3/En matière d’option de gestion pilotée, obligatoire dans les Perco, le projet indique que « l’investissement dans un OPCVM présentant un profil à faible risque doit représenter au moins 50 % de l’épargne du salarié, deux ans avant l’ouverture des droits à retraite ».
Perco : les encours atteignent 4Mds€
➜Avec 4Mds€ d’encours gérés en décembre (en hausse de 25 % en un an), le Perco a poursuivi son développement en 2010, selon les statistiques de l’AFG diffusées fin avril (PSI n°783). Cette progression s’est réalisée grâce à l’augmentation de 18% du nombre d’entreprises équipées (123 000) et à celle des salariés (690 000) ayant effectué des versements volontaires (+27%). Toutefois, rapportée aux salariés couverts (2,8 millions), la part des utilisateurs du Perco (24,6 %) reste stable et l’encours moyen par tête (5869€) ne s’est accru que de 9%, comparé à 2009.
➜ Concernant les flux d’alimentation du Perco (1Md€ en 2010, en hausse de 28% en un an), l’abondement des entreprises en constitue toujours près de la moitié (46 %), loin devant les versements volontaires des salariés (24 %) et surtout de l’intéressement (15 %) et de la participation (15 %). Fin 2009, la participation représentait plus de 20 % des encours.
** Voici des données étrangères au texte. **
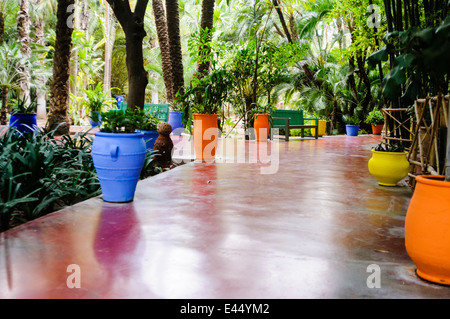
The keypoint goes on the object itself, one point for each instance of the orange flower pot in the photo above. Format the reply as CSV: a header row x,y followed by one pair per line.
x,y
427,229
262,127
377,129
205,135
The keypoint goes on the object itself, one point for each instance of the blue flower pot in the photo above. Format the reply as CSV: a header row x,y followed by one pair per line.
x,y
118,159
23,122
150,138
352,130
176,121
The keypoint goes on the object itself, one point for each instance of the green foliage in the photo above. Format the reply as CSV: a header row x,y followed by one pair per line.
x,y
97,99
421,65
207,94
374,117
40,174
128,121
386,147
119,121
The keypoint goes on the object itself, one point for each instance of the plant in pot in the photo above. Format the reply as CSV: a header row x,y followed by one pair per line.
x,y
388,163
262,122
118,153
420,68
205,97
147,123
23,115
97,100
376,119
176,118
352,124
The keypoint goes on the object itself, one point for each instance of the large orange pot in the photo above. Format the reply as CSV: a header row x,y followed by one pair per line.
x,y
377,129
427,229
206,135
262,127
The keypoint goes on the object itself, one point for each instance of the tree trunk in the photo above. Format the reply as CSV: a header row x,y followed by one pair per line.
x,y
4,109
207,22
74,57
2,27
283,22
39,26
164,46
137,76
59,102
23,29
173,28
108,51
133,26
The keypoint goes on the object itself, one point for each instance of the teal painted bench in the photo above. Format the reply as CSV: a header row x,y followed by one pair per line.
x,y
160,110
293,119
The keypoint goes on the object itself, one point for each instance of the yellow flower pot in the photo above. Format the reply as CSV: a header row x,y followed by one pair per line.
x,y
388,168
322,128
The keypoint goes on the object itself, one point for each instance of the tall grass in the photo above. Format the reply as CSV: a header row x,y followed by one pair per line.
x,y
41,173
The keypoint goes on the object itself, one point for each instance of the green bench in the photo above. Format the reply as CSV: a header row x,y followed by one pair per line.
x,y
293,119
160,110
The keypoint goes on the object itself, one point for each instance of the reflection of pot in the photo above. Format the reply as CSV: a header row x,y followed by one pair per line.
x,y
388,167
262,127
205,135
352,130
427,226
117,237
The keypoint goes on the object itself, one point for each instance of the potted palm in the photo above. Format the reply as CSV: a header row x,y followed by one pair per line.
x,y
118,153
262,122
420,68
205,97
97,100
23,115
376,119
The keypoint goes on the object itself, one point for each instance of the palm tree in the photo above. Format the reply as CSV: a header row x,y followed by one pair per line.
x,y
41,9
133,26
23,28
163,39
176,57
59,102
10,74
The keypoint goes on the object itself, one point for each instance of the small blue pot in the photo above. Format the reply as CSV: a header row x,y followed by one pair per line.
x,y
176,121
150,138
352,130
118,159
23,122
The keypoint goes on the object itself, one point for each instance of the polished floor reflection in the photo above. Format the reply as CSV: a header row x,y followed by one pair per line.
x,y
309,225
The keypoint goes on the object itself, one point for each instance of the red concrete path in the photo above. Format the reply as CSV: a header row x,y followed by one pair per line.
x,y
225,230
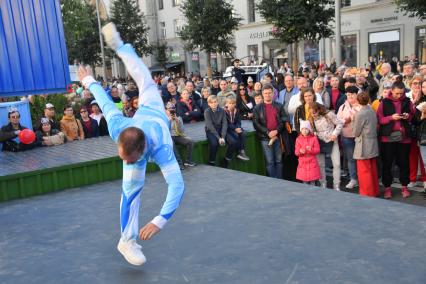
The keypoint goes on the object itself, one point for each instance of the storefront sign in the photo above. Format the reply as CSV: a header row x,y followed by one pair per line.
x,y
260,35
382,20
195,56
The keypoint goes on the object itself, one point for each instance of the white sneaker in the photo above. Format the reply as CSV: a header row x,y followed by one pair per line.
x,y
412,184
352,183
131,251
112,36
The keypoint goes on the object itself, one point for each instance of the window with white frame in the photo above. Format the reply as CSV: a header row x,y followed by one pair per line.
x,y
176,3
251,17
162,30
177,26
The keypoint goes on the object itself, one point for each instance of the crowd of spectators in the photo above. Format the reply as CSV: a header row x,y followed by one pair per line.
x,y
359,122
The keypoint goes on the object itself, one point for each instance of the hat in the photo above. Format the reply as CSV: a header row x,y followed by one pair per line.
x,y
44,120
352,90
305,124
387,85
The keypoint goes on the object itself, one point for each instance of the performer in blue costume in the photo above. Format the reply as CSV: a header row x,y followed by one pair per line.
x,y
140,139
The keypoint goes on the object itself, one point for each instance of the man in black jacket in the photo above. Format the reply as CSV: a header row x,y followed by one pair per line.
x,y
269,122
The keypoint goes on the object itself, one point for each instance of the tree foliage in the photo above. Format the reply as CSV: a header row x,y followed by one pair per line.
x,y
413,8
129,19
209,26
298,20
81,31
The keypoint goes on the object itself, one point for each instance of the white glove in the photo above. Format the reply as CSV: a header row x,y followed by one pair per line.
x,y
112,36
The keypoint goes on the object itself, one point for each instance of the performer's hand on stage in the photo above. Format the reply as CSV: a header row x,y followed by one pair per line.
x,y
148,231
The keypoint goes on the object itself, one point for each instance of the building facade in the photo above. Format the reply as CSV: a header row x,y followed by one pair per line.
x,y
368,28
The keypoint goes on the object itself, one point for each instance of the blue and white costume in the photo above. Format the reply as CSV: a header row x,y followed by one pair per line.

➜ Les entreprises ont abondé les versements effectués par les salariés, à hauteur de 2 690 € en moyenne (+ 5,4 %), selon le baromètre Natixis Interépargne publié fin mars. Soit un niveau deux fois supérieur à celui dont bénéficie le salarié en cas de versement sur le plan d’épargne entreprise. A contrario, le niveau moyen de transfert effectué par le salarié (1090€) n’a augmenté que de 2,72 % et n’a pas encore retrouvé son niveau d’avant la crise. Enfin, les montants moyens transférés au Perco par les bénéficiaires d’un compte épargne temps atteignent 1 451€. Ils sont abondés à hauteur de 21 % par l’employeur.